MS. POSTON: Someone would pick them up here in the States?

MR. AIKEN: Yes.

MS. POSTON: I have no knowledge of that.

MR. AIKEN: Okay. Well, I do not want that statement being elicited or that being blurted out.

MS. POSTON: I will not on my behalf.

THE COURT: Okay, fine.

[3] MS. POSTON: Further testimony will show from the aliens, themselves, that upon arrival at Executive Airport they were instructed by the pilot to leave the plane and get into a truck, that they were further assisted by the defendant Chris Broderick in leaving the plane and in fact he carried their luggage for them and told them to get into the truck. . . .

THE COURT: Mr. Aiken.

MR. AIKEN: May I approach the bench, Your Honor?

THE COURT: Yes.

MR. AIKEN: Your Honor, I would assume that from counsel's opening remarks that she intends to offer the pilot's testimony into evidence. If she does intend to offer his testimony and she so stated that in her opening statement and it is in the record, I would move for a mistrial on the grounds that she has now in her opening statement mentioned this hearsay testimony that the pilot told the aliens to get off the plane and get into the truck, and this would be highly prejudicial in relation to my client and I assume by the opening statement that she does in fact have testimony of the pilot. If she does, I would move for a mistrial and renew it at the conclusion of the presentment of the evidence even if she has not due to the fact that she has mentioned it in her opening statement.
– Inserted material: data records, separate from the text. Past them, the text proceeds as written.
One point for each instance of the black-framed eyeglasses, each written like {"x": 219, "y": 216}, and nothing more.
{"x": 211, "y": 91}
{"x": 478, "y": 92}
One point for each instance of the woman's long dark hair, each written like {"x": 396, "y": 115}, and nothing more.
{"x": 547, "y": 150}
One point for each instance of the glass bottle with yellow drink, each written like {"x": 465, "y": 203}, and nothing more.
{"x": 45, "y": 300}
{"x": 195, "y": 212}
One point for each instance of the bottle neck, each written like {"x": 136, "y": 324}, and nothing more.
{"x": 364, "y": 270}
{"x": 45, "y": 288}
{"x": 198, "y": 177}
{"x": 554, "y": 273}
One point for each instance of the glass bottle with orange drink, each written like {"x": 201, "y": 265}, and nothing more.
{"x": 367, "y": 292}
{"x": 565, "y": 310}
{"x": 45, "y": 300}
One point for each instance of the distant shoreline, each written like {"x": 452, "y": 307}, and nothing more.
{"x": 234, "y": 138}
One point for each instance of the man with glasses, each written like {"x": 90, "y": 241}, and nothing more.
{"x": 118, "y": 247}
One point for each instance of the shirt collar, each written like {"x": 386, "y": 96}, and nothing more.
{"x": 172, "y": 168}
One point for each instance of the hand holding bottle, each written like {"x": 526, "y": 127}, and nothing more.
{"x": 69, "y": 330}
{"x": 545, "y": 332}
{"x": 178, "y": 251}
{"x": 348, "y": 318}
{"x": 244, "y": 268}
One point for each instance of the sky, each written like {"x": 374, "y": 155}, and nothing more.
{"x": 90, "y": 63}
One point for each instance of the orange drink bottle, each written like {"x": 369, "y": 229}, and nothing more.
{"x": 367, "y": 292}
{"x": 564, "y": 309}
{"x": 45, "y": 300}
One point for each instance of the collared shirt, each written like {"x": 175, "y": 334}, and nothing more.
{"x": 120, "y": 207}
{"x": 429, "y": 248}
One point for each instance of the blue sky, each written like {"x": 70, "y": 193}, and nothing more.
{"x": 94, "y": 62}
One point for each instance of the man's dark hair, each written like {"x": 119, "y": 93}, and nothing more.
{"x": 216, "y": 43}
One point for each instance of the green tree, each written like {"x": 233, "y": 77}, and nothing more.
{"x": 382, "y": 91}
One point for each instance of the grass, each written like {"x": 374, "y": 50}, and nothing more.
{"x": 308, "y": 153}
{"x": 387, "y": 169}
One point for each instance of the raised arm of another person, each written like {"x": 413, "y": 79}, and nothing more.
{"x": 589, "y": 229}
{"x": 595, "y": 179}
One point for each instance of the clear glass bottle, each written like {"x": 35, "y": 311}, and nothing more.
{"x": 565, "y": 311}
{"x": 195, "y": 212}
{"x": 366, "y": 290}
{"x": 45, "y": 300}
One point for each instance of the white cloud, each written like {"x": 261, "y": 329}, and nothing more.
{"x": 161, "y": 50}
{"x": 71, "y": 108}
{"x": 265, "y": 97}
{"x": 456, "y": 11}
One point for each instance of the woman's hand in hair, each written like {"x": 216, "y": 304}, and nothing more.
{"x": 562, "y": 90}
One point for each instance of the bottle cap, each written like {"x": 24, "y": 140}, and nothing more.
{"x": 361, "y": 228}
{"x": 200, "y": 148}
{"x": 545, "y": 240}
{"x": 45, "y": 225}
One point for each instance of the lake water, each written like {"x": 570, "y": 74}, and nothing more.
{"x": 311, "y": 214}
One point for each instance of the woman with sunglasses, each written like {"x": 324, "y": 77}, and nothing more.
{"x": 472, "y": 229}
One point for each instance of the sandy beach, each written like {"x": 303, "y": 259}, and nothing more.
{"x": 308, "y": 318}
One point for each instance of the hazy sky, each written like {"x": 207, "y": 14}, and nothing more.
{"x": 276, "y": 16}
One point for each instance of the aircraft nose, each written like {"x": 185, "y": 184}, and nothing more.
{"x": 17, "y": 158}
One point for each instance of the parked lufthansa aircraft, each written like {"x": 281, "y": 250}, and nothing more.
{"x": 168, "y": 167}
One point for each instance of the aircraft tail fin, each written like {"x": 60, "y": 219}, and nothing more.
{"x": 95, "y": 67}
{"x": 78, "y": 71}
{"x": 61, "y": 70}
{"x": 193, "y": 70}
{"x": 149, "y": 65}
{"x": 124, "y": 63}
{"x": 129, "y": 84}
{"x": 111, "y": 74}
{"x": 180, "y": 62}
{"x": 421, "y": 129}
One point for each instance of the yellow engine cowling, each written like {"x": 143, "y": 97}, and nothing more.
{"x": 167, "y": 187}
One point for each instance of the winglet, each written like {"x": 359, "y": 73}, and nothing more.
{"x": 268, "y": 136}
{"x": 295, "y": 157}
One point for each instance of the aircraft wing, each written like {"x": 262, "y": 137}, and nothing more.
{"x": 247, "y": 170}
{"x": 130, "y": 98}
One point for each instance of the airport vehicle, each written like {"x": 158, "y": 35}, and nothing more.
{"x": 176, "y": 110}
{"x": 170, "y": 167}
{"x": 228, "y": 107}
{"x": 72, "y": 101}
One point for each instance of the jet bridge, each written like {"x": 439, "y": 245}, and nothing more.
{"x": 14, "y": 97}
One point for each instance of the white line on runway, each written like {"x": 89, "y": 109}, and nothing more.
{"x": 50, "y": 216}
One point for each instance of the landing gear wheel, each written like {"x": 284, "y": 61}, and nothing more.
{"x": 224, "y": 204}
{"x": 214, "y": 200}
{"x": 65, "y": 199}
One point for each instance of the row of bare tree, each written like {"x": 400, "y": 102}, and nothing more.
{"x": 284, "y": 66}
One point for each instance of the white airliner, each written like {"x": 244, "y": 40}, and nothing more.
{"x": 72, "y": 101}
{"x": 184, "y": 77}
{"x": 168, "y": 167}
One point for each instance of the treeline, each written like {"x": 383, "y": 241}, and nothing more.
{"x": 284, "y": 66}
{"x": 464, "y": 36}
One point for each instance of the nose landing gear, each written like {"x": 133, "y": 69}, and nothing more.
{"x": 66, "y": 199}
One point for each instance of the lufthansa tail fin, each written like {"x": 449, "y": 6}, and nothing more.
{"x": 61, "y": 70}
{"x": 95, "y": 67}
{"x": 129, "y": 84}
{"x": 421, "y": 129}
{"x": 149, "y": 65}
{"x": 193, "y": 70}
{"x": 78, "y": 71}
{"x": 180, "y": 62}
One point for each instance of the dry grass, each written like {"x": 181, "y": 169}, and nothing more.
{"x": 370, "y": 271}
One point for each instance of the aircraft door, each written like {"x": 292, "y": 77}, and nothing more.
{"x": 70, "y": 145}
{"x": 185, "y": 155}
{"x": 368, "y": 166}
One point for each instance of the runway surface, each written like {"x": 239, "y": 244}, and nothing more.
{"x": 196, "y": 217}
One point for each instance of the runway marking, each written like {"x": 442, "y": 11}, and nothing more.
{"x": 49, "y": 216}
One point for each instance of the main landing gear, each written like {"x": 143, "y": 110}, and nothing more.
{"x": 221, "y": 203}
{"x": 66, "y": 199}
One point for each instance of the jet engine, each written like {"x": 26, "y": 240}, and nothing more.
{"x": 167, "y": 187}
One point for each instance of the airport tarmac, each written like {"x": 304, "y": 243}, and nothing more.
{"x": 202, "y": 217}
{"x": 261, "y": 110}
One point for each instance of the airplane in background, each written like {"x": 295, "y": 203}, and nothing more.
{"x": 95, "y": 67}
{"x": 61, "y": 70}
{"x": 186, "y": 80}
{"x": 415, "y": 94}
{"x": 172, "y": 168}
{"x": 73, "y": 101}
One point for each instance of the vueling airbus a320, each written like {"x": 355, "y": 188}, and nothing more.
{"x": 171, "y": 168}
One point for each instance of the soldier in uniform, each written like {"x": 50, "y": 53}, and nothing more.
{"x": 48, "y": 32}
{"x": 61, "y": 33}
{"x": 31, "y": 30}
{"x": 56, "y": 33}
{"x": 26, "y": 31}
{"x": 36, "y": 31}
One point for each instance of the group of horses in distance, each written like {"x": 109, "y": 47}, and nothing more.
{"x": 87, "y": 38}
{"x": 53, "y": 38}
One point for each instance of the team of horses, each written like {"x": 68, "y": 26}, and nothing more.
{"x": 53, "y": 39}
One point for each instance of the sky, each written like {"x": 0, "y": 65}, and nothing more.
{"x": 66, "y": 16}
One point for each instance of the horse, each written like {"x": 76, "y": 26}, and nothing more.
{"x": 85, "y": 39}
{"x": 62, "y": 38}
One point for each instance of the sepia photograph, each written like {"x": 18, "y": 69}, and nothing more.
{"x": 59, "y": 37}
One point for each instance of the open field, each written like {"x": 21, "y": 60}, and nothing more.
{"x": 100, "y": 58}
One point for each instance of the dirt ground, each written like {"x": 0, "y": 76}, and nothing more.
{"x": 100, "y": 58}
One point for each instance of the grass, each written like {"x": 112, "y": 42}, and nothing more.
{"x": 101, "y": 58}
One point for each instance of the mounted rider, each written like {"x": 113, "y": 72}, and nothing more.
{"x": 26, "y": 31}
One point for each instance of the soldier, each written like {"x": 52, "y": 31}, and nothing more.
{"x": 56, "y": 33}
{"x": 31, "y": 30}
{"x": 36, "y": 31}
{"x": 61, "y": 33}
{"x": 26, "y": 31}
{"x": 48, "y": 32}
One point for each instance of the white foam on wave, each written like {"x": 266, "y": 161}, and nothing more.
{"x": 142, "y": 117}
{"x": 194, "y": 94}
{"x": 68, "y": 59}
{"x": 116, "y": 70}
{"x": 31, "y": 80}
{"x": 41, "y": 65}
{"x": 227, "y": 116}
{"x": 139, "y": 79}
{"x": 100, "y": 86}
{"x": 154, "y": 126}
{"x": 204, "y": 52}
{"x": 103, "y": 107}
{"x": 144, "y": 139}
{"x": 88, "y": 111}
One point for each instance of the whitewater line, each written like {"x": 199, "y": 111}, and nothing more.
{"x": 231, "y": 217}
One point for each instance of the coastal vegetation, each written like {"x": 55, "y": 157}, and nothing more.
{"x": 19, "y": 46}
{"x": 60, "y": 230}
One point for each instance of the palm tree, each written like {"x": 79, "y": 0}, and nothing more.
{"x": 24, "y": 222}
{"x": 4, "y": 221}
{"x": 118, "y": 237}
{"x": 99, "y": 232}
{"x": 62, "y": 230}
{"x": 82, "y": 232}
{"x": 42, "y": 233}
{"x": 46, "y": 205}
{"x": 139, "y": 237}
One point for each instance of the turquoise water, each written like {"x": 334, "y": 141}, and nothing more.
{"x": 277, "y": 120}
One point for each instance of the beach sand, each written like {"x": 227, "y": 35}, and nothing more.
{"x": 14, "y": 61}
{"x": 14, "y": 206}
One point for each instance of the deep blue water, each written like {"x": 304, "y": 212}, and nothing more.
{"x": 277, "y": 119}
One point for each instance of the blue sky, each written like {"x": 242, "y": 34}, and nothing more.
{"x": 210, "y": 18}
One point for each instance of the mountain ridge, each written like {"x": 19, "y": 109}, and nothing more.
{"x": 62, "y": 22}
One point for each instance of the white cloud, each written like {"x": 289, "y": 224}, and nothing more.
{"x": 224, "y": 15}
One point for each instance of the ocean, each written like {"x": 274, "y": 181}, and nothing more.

MS. POSTON: First of all, I do not have the pilot's statement. It is from the aliens, their testimony, that they represented that to me that the defendant was standing by there and helped them get off.

THE COURT: The motion is denied without prejudice to renew it at a later time in the trial.

[4] Q. (By Ms. Poston) Can you tell me what happened, if anything, after the plane landed?

A. After the plane landed, I went to the truck, that's all.

Q. Did anyone instruct you to go to the truck?

A. Yes.

Q. Who told you to get into the truck?

A. The pilot.

MR. AIKEN: Excuse me. May I approach the bench?

THE COURT: Yes.

(Bench conference)

THE COURT: Sustained, it is hearsay.

MR. AIKEN: If the Court recalls, Your Honor, this was one of the things that I brought up prior to the trial. That statement, I think is incriminatory as it relates to my client. It was definitely elicited intentionally by the prosecution after a warning that it was hearsay. It becomes important, because it would indicate the truck was there waiting specifically for that purpose. I would again move for a mistrial on the grounds that I previously mentioned and

MS. POSTON: It is the government's contention that it qualified the hearsay exception as to the pilot. Anything that the pilot said to the witness is not coming in for the truth but for the fact that it was uttered to establish the state of mind of the defendant in hearing these particular things, and the testimony

THE COURT: The defendant did not hear it.

MR. AIKEN: One witness testified that the driver of the truck was not

THE COURT: Are you suggesting that the defendant heard that statement made by the pilot?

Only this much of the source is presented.